Dziś stajemy nad wodami Jordanu i słyszymy głos z nieba: „Tyś jest mój Syn umiłowany, w Tobie mam upodobanie”. Tymi słowami Bóg „autoryzował” i potwierdził dzieło, które wtedy się rozpoczynało. Dzieło zbawienia człowieka.
„Tyś jest mój Syn umiłowany” – te słowa odnoszą się też do nas, do każdego człowieka. Bóg zawsze pochyla się nad człowiekiem i jego nędzą. Dziś do mętnego, brudnego Jordanu naszego życia wchodzi Chrystus, by powiedzieć w jakiś szczególnie ciepły, intymny sposób: Tyś jest mój syn, moja córka umiłowana, w tobie mam upodobanie.
Chrystus wziął na siebie nasze, moje, twoje grzechy i wszedł z nimi w wody Jordanu, aby je zmyć, i weźmie je po raz drugi na drzewo krzyża, aby dokonać dzieła naszego odkupienia. Ale też solidarnie od nas, ode mnie, od ciebie oczekuje postawy zerwania z grzechem, dezaprobaty dla zła.

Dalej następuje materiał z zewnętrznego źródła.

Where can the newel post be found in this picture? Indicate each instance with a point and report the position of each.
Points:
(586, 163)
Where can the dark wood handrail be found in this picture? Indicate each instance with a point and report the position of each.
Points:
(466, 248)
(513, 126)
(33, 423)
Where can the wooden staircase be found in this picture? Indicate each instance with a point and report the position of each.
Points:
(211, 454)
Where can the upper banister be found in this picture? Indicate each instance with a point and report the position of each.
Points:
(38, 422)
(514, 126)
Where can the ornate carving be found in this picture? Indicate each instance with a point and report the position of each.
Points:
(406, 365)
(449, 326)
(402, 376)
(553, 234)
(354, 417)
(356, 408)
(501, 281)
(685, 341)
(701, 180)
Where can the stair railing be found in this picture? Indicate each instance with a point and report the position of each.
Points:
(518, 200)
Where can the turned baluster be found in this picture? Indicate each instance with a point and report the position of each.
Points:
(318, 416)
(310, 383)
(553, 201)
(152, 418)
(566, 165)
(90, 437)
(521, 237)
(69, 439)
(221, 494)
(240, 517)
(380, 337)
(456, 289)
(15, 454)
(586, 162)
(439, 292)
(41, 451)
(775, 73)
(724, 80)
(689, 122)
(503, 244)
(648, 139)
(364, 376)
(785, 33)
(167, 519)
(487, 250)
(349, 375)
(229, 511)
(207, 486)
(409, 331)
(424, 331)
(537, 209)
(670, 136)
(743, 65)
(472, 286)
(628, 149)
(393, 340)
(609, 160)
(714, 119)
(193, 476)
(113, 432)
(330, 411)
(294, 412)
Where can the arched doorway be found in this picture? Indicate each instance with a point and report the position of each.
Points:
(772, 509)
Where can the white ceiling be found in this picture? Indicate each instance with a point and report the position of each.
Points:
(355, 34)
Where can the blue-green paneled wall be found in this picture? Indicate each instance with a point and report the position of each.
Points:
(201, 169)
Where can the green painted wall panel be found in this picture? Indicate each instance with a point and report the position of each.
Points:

To prawda, grzesznikami zawsze będziemy, ale musimy dźwigać się z grzechu. Ktoś powiedział, że o naszej wielkości, o naszej świętości decyduje nie to jak często człowiek upada, grzeszy, ale jak szybko z upadku, z grzechu się podnosi. Bo dopóki człowiek podnosi się z grzechu i jak długo chce się podnieść, tak długo jest wielki. Autentycznie wielki. Małym staje się wtedy, gdy już nie chce się dźwigać, gdy stracił wiarę w sens podnoszenia się, dźwigania się z upadku.
Chrystus wstępujący dziś w wody Jordanu wskazuje nam drogę życia, sposób postępowania: konieczność ciągłego oczyszczania się.
Ciągłego oczyszczania się z grzechu, z naszych słabości.